# Affiliate Marketing in India



## roady (Jul 17, 2013)

Hey guys,

How many of you are into Affiliate Marketing? i.e - selling products on behalf of others and taking a commission? 

Now that Amazon is here, it has started its own affiliate program. However, as I've been in the industry for a couple of years, I'm still surprised to see that AM industry in India is still at a nascent stage.

Have you guys heard of OMGPM, tyroo, DGM? These are Indian affiliate networks which pay you for getting sales for e-commerce sites like Snapdeal, Homeshop18 etc etc. 

Does anyone over here work with any of these Indian companies? If so, are you guys planning to try Amazon too?

I've tried OMG, it's good. Has its own proprietory tracking platform (the one from OMGPM UK) and has a lot of merchant tie-ups.

Then there are the other networks which I think use Direct Track 3rd party platform.
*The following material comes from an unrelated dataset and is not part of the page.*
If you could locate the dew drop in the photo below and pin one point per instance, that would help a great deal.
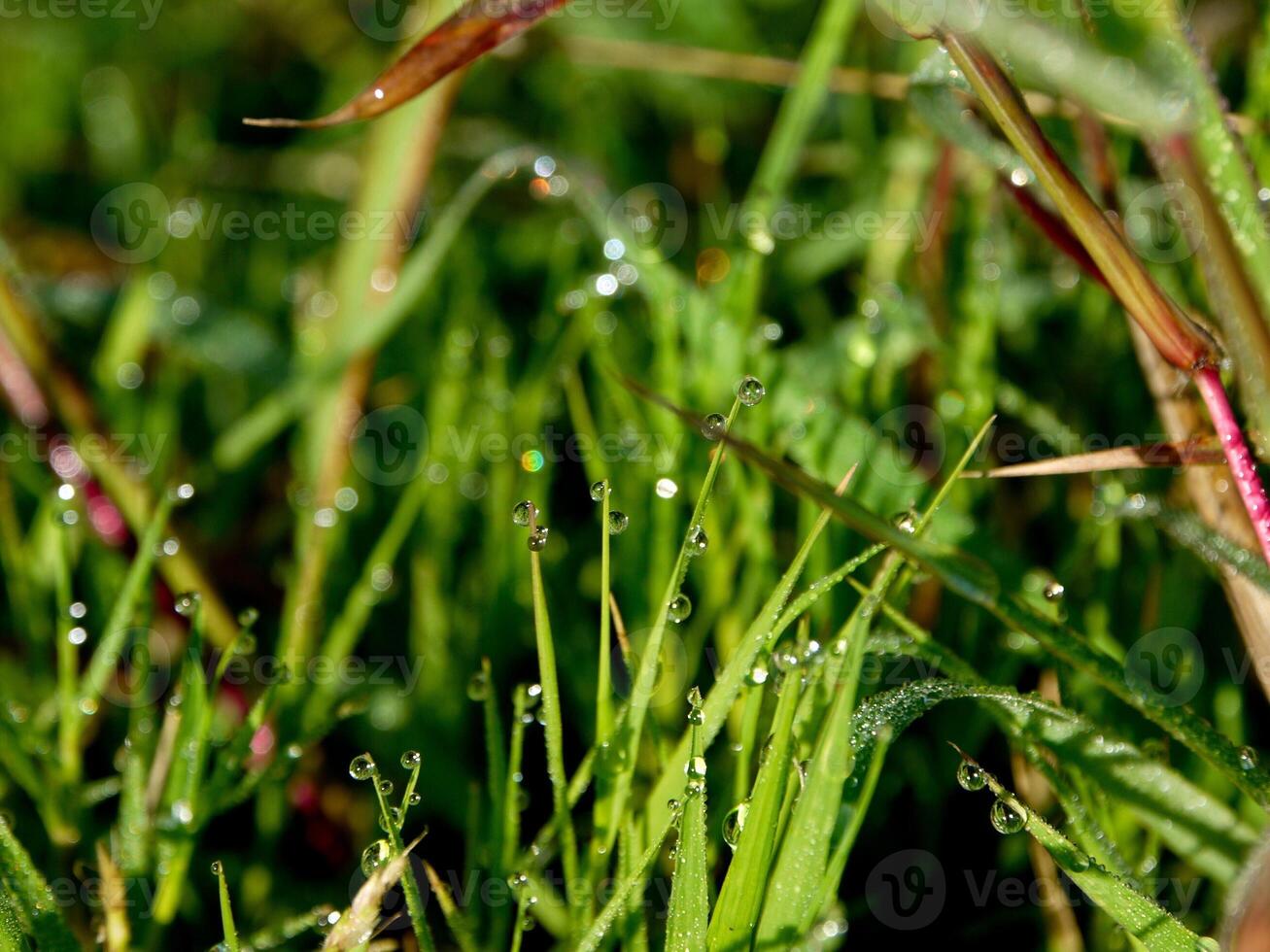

Haven't had much success so anyone who has worked with any of the indian networks please shed some light on this.

Last but not the least, what are your thoughts on Affiliate Marketing?


----------



## TheHumanBot (Jul 18, 2013)

only indian network i have worked with is vcommission and they are quite good. amazon in india currently selling only books and haven't checked today if products are there or not. not much luck with Indian offers though dumb people doesn't convert well lol.

going good with amazon dot com affiliate running around 20+ sites in different niche. mobile one converts the best.
have no plan to work with Indian networks. foreigner offers converts the good gorichamdiwale always ready with their cc


----------